The local police are wary of the group, who do not carry licensed weapons and hope they either train with the police or the army. The women, however, accuse the Afghan army of failing to protect their families. (Representative Image)
ReutersLondon, United KingdomJan 16, 2017, 12.10 PM
Gul Bibi, an Afghan grandmother well into her eighties, never expected to become a fighter. But now she is one of more than a hundred women in Afghanistan's northern Jawzjan province who have taken up arms against Islamist militants. Nearly all of the women have lost a husband, son or brother to the Taliban or the newly active Islamic State in the province bordering Turkmenistan.
"I lost nine members of my family. The Taliban and Daesh (Islamic State) killed my five sons and four nephews," Bibi said by phone from Jawzjan. "I have taken up arms to defeat the terrorists so other people's sons won't get killed."
Determined to protect their families, the women approached a local police commander, Sher Ali, in December and asked him for guns and ammunition. "They came to me and said that if I didn't provide them with weapons they would kill themselves - before Daesh or the Taliban could," Ali told the Thomson Reuters Foundation, using the Arabic acronym for Islamic State.
The women are not a properly structured group, he said; they have no uniform and have not received any military training other than how to point a gun at the enemy and shoot.
The Taliban has carried out attacks in Jawzjan for the last decade, part of a country-wide insurgency to topple the Afghan government and drive out foreign troops. Islamic State became active in the province, a gateway to Central Asia, in early 2016, when a Taliban commander and 50 of his fighters declared allegiance to the ultra-hardline group, said Mohammad Reza Ghafoori, spokesman for Jawzjan governor.
On December 25, Islamic State fighters attacked Garmjar village and killed five civilians, burned down about 60 houses and forced 150 families to flee, he said by instant messenger.
A woman in her twenties, who did not want to give her name, said her husband and many other family members had been killed by the Taliban. Now she is fighting back, she said.
"I hit the Taliban with this PK (machine gun), and the Taliban fled. Most of the their men died. I will stand against Daesh and will hit them too," she said by phone from Jawzjan.
'Fight to death'
The women fighters are not registered with the army or police and the government has not licensed their weapons, Abdul Hafiz Khashi, head of the security department of Jawzjan police, was reported as saying in the Afghan media last week.
Although local police have cautiously welcomed the new defence force, he said, the rag-tag women's unit has raised concerns among higher authorities.
"We do not support any armed group, unless they come under one of our forces," Najib Danish, the deputy spokesman for the Afghan Interior Ministry, said from Kabul.
"We hope they join the Afghan security forces, so we can help them as part of our troops," he said.
But the women accuse the Afghan army of failing to protect their families from the militants.
"First they killed my brother, then they killed my cousin, my uncle and my brother-in-law," said Zarmina, another woman fighter. "Now that I have taken up arms, I am going to fight to the death."
Thousands of civilians have been killed in Afghanistan in violence since the Taliban government was brought down in the U.S.-led campaign of 2001.
Afghan armed forces control no more than two thirds of national territory, and have struggled to contain the Taliban insurgency since the bulk of NATO soldiers withdrew at the end of 2014.
The United States has announced plans to send 300 Marines to the volatile southern province of Helmand, large parts of which are under Taliban control, as part of a regular rotation of troops helping train and advise Afghan forces.
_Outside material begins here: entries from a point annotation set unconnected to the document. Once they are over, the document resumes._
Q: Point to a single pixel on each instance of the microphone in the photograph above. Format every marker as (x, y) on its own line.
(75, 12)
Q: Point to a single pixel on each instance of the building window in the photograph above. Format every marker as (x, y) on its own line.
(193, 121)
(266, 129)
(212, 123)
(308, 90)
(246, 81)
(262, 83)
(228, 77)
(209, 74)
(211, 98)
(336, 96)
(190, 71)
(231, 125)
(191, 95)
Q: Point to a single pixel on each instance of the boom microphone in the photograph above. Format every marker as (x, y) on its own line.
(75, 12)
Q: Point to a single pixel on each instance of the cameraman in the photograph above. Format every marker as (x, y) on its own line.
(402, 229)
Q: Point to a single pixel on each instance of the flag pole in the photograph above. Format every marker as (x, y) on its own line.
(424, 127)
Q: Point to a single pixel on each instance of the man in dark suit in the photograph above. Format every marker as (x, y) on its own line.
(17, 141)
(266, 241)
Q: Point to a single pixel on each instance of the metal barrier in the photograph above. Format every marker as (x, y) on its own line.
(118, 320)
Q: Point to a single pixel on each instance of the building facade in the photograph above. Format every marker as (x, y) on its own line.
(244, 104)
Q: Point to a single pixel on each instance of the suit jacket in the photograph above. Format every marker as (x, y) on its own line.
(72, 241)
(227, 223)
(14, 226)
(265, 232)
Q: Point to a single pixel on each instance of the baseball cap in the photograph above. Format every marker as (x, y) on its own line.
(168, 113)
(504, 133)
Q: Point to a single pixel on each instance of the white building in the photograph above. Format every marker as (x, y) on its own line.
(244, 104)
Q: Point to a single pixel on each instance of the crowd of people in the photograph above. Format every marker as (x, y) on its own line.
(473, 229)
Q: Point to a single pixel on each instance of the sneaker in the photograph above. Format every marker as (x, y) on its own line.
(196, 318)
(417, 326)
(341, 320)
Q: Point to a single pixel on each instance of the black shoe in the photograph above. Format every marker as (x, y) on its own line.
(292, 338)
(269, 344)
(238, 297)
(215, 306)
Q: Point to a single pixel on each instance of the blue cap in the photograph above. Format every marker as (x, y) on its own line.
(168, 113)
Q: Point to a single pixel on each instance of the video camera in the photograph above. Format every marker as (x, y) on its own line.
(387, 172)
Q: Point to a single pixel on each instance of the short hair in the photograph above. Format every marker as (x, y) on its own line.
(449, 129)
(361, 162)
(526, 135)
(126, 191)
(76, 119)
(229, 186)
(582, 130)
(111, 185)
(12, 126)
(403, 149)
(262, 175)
Russia, China and Pakistan warned month last that the influence of Islamic State was growing in Afghanistan and that the security situation there was deteriorating.
Mariam lost three members of her family in the Islamic State attack on Garmjar village in December. She fled to Qush Tepa and joined the women fighters.
"Daesh came, hit us, abused us, killed our people and burned about a hundred houses. They didn't leave anything for us. They killed three members of my family. They wanted to burn us, but we fled and came here," she said by phone.
"When you have nothing left in your life, you will take up weapons and fight to the death."